Toddlers are going through so many developmental changes, almost daily, this can be really challenging. This is a time where we have to continue to remind ourselves how brilliant this stage is and push to enjoy it as these times really are fleeting. You will notice that your toddler is likely to be soaking up knowledge like a sponge, constantly seeking new experiences and insights. This stage offers a chance for parents to embrace their child's thirst for knowledge, fostering their love for learning through play, discovery, and engaging activities. It's an incredible time to witness their awe and wonder as they learn about the world and how it works. Where possible, try to slow down, breath and enjoy these moments.


My toddlers emotions are just sooooo big!

Yeah I know, big emotions are a really huge part of toddlerhood. While emotional outbursts can occur, the good news is that they are generally happening for a reason. Toddlers face a genuine struggle to communicate and the ability to regulate their own emotions. This stage can feel like forever, take some time to just be with them and validate their feelings when things don't go to plan, this is the best way for children to learn positive strategies. This stage provides us with an opportunity to guide our children in understanding and managing their feelings, teaching empathy, and nurturing emotional development. Just remember to keep taking those big breaths, this is not going to be easy!

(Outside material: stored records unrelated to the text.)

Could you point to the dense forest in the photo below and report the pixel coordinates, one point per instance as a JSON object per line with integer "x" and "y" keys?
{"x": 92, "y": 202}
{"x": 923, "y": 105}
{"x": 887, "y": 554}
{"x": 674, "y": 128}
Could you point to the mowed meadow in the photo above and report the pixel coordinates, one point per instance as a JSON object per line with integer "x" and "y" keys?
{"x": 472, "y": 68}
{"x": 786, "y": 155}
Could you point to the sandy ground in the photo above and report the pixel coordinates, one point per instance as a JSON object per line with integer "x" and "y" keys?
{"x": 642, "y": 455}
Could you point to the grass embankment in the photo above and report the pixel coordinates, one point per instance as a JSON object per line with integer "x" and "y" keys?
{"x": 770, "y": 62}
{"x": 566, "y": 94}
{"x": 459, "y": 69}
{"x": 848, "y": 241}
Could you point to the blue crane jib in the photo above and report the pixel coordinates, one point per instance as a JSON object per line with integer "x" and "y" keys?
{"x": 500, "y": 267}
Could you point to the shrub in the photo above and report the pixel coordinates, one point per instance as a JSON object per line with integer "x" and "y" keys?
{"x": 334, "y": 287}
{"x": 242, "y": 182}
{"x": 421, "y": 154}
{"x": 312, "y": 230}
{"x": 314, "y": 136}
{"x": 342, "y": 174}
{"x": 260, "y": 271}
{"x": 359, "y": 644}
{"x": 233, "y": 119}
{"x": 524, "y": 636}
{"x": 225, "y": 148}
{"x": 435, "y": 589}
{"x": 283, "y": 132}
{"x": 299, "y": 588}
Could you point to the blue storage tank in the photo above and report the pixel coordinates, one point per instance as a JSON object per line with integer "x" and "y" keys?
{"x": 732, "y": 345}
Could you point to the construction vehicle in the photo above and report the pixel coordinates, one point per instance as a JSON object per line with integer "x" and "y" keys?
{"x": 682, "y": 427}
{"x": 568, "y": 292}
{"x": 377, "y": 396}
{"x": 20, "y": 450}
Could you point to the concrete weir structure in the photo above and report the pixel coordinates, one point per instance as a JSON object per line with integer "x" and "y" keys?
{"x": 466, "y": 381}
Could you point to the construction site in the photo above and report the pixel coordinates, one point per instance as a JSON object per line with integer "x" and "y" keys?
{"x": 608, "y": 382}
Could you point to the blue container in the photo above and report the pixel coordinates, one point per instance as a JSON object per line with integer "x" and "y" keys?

Milestones, achievements and regressions

However you look at it, and whatever wording resonates with you, what we know is this, the developmental changes that are occurring in such a short time frame are quite incredible! It was only this afternoon a neighbour commented that my son had changed so much, he has only know my son for 8 weeks! What other age could this be said about other than these first 2 years of life. From taking their first steps to mastering self-feeding, transitioning to a bed and toilet training, toddlers are making huge developmental leaps . Another reminder that these moments are truly accomplishments, celebrating them can boost children's self-esteem and reinforce their sense of capability, fostering a positive mindset and setting the stage for future growth.


So are the terrible two really so terrible?

While by no means am I staying it will be a walk in the park, this stage may present some big challenges, some parents will find it harder than others as we all have varying temperaments so this time will be different for all of us. By reframing our perspective, we can uncover the joy, growth, and wonder within this phase. Embracing the toddler years as a time of blossoming independence, rapid language development, curiosity, emotional growth, and exciting milestones can transform our experience as "toddler parents". Let's celebrate this incredible journey, take deep breaths, drop the f**k bomb from time to time, drink a little more wine if needed, or certainly have more than one coffee in the morning. Work towards cherishing the magical moments that make the toddler stage a truly remarkable and rewarding time in our children's lives.

And finally, although this may sound totally cliché, I think the "terrible twos" are actually more like the "terrific twos" (like what we did there?, its called manifesting!)